In this article, I would like to cover the choices behind making a masked ROM, and the design of the ROM array.
The first question that should be asked is why would anyone ever design a masked ROM when you have flash? It is a good question, and we have two answers. The first is that this ROM is being designed for high temperature applications, and flash memories lose their data at high temperature. Flash memories use stored charge, which will leak away over time. The leakage rate is a function of temperature, and roughly doubles with every 10C rise in temperature. A 10-year life at 125C reduces to a matter of hours at 275C. And that is if the flash is built on a fully depleted SOI CMOS process, which most are not. This reduction in flash lifetime can be partially addressed by frequent refresh operations.
A second reason for considering a masked ROM is that many processes do not support the flash technology, whereas all processes can be used to make a masked ROM.
Once the decision has been made to make a masked ROM, the next choice is the architecture of the ROM array. There are two options: NAND and NOR. NAND has better density, but is slower, and uses more power. NOR has worst density, but is faster and uses less power. In the past, all our ROMs have used the NAND architecture. This time, we opted to use the NOR architecture. At high temperature, everything runs slower. In computer systems, the memory speed is usually the bottleneck, and so it makes sense to design the ROM for maximum speed. Our initial design goal is to have a sub 100 ns access time at 300C.
The design of the ROM array is about as simple as possible. Each ROM bit consists of a single N-channel transistor. The source is tied to ground, the gate is connected to the word line, and the drain is connected to the bit lines through the programmable contact. If there is a contact, the bit line goes to zero. If there is no contact, the bit line stays as a one.

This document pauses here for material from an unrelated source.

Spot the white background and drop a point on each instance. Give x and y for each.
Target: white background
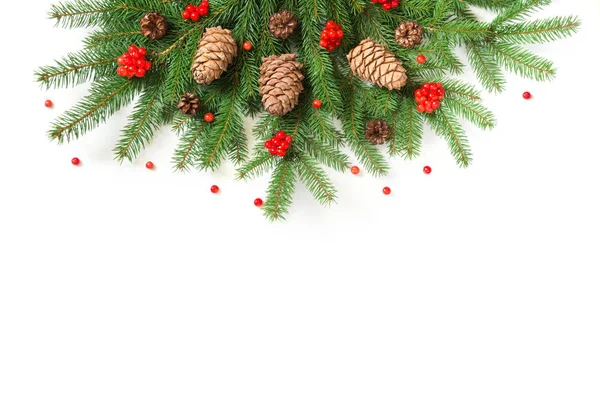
(121, 283)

The poly word line resembles a transmission line, and it can take the signal a long time to go from one end to the other. We are using a special high temperature process that does not support salicide. Thus, the poly is quite resistive. We address that by running a metal line over the poly, and connect it to the poly every 8 bits. This greatly improves the ROM speed for those bits located the furthest away from the word line drivers.

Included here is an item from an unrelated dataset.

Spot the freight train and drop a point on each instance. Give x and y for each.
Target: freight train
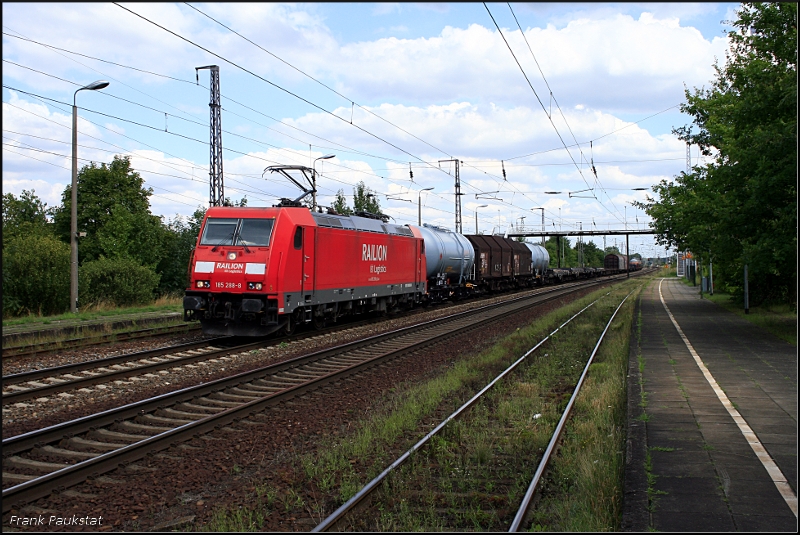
(256, 271)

The next thing that we should worry about is the impedance of the ground lines. This is aggravated by the use of Tungsten as an interconnect metal. We have to use tungsten because aluminum has metal migration problems at elevated temperatures. To lower the ground impedance, we run perpendicular ground lines every 64-bit lines that convert the ground line from a single stripe into a grid. This allows every ground line in the array to help lower the impedance.
We do have to add additional bits. The initial ROM was an array of 512 rows by 512 columns, for a total of 256K bits. We will group every 8 bit lines together to produce a single output bit. This produces a 64-bit word. To improve reliability, we are adding ECC to the ROM, which will require 7 more output bits, or 56 more bit lines. And we need to add one additional bit line which is always programmed to provide a reference for the self-timing. This will be discussed later.
At this point, I have an array with 512 rows and 569 columns. I will discuss the word lines and their decodes in a future article.